Ter, 06/03/2018 - 10:25
Mais de mil e oitocentos anos passaram sobre um édito memorável, de Caracala, que generalizou a cidadania a todos os habitantes livres do território do império romano, abrindo um horizonte radioso para o ocidente da Eurásia. Foi em 212 d.c., culminando uma política de integração gradual das populações num modelo político e administrativo que continua a ser uma referência para as nossas sociedades.
Curiosamente o imperador da cidadania foi assassinado, na sequência de uma conspiração no seio da guarda pretoriana, no leste do império, na Mesopotâmia, ali junto da Síria, durante operações militares lançadas em território de influência persa, numa tentativa para consolidar a presença romana na região, guiada pela memória de Alexandre, o Grande, quatro séculos antes.
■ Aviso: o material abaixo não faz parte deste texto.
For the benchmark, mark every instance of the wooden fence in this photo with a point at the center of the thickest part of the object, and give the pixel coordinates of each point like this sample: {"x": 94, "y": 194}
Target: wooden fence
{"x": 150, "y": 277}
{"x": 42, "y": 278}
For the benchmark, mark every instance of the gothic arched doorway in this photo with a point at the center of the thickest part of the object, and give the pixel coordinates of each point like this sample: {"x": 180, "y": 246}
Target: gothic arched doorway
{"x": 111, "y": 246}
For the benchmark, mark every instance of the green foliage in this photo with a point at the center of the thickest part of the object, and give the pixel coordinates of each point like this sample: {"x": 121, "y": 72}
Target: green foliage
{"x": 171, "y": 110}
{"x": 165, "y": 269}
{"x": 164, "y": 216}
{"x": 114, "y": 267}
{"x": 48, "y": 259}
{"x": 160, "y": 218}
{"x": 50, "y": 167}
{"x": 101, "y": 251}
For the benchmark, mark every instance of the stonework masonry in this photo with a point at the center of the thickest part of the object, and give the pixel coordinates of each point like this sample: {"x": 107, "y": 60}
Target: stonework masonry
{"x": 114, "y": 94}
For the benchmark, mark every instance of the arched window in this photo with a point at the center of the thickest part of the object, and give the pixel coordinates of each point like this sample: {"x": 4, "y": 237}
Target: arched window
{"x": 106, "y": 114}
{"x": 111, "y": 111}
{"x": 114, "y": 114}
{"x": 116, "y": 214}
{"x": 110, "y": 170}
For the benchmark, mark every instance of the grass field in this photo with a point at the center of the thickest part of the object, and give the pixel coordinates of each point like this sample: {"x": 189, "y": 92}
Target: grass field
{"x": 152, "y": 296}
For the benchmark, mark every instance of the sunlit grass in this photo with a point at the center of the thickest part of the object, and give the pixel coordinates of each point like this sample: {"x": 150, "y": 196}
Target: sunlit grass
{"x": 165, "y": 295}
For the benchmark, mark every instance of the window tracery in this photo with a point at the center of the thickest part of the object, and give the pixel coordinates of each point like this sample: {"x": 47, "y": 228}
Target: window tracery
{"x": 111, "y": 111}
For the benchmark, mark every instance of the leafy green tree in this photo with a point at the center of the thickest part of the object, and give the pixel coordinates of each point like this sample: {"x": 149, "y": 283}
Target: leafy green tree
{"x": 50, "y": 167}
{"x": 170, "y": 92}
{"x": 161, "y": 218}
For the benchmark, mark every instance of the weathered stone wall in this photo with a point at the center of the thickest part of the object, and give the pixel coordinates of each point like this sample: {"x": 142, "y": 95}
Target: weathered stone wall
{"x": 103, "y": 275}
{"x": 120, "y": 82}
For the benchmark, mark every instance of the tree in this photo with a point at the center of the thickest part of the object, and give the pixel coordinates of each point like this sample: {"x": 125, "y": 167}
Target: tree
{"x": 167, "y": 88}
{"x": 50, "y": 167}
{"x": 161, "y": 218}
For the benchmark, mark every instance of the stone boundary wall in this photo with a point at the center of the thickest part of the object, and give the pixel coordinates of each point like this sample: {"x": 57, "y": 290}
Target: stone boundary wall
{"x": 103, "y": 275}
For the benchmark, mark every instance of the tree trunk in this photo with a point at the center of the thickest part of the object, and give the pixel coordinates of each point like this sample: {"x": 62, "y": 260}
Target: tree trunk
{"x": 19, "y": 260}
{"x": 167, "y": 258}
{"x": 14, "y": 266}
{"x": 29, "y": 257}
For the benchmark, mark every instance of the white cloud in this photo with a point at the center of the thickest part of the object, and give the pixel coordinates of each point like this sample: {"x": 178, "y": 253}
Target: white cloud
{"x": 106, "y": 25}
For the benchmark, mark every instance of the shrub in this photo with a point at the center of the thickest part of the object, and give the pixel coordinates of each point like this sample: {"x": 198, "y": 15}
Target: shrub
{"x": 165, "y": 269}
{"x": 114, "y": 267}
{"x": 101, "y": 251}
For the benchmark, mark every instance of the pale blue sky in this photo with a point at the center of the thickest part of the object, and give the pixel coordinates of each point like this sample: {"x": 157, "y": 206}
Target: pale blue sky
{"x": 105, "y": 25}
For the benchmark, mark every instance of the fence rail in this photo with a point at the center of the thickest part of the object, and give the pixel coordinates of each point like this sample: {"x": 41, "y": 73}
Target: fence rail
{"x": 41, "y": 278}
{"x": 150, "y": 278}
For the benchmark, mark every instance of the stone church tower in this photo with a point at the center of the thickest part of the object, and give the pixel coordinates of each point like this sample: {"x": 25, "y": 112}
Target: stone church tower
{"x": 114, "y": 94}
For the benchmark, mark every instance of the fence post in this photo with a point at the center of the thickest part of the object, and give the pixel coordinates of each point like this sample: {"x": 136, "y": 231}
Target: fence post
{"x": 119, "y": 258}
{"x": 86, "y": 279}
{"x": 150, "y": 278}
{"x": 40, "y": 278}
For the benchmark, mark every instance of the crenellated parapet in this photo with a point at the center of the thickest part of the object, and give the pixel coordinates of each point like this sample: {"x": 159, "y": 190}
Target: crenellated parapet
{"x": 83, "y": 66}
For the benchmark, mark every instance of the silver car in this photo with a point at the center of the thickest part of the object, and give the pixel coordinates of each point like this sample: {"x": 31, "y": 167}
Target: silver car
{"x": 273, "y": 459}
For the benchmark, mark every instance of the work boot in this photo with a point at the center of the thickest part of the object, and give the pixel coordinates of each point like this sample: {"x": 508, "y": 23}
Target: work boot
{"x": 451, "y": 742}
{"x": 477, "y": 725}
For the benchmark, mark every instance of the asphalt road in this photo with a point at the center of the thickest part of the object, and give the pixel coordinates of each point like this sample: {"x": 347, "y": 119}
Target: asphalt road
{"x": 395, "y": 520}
Aqueles factos longínquos permitem paralelismos inquietantes com a situação que vivemos nestes tempos de angústia, de incertezas, de verdadeiro risco de novas tragédias. É outra vez ali que se joga o futuro, que nos pode precipitar em novo milénio de desagregação política, cultural e económica, reconduzindo-nos ao cortejo de misérias e iniquidades que insistimos em varrer da memória.
No entanto, multiplicam-se decisões, formalmente democráticas, que põem em causa a estabilidade da União Europeia tal como a conhecemos nas últimas décadas. Assim, a tragédia pode estar mais próxima do que gostaríamos, mesmo se alimentarmos ilusões de que a mão de um deus maior acabará por nos poupar da descida aos infernos.
O Édito de Caracala fora o culminar de um percurso histórico com protagonistas de verdadeira estatura política, a começar no grande Augusto, passando pela obra marcante de Cláudio, por Trajano, Adriano e Marco Aurélio. Mas, mesmo essa notável construção ruiu, porque a mediocridade e a insânia têm sido a sombra da humanidade.
No mesmo território onde Roma se constituiu como pólo de um mundo que podia ser definitivamente novo, mas não foi, assistimos, no domingo, ao ressurgimento de nova ameaça grave, talvez a última antes do caos, à manutenção de um espaço civilizacional que poderia desempenhar um papel decisivo nos próximos séculos.
Afinal, a Itália não é herdeira da grande Roma. Depois da queda do império foram muitos séculos de localismos que cavaram divisões, agravadas pelo imediatismo de interesses inconfessáveis de protagonistas que nunca chegarão aos calcanhares de um qualquer imperador da antiguidade, mesmo de Calígula ou do famoso Nero, que não terá sido tão mau como o pintaram alguns escribas da história pitoresca.
Depois da Britânia, que foi romana por mérito de Cláudio e perseverança de Adriano mas veio a acentuar a sua índole saxónica e recentemente fez gala em desdenhar do ideal de unidade que se reerguia, se continuarem a irromper egoísmos à flor da pele na Bélgica, na Hungria ou na Áustria, só nos restará deixar a merecida homenagem ao império perdido, proclamando Ave Caracala, morituri te salutant, para nos entregarmos à luta fratricida, enquanto outros conduzirão os destinos do mundo.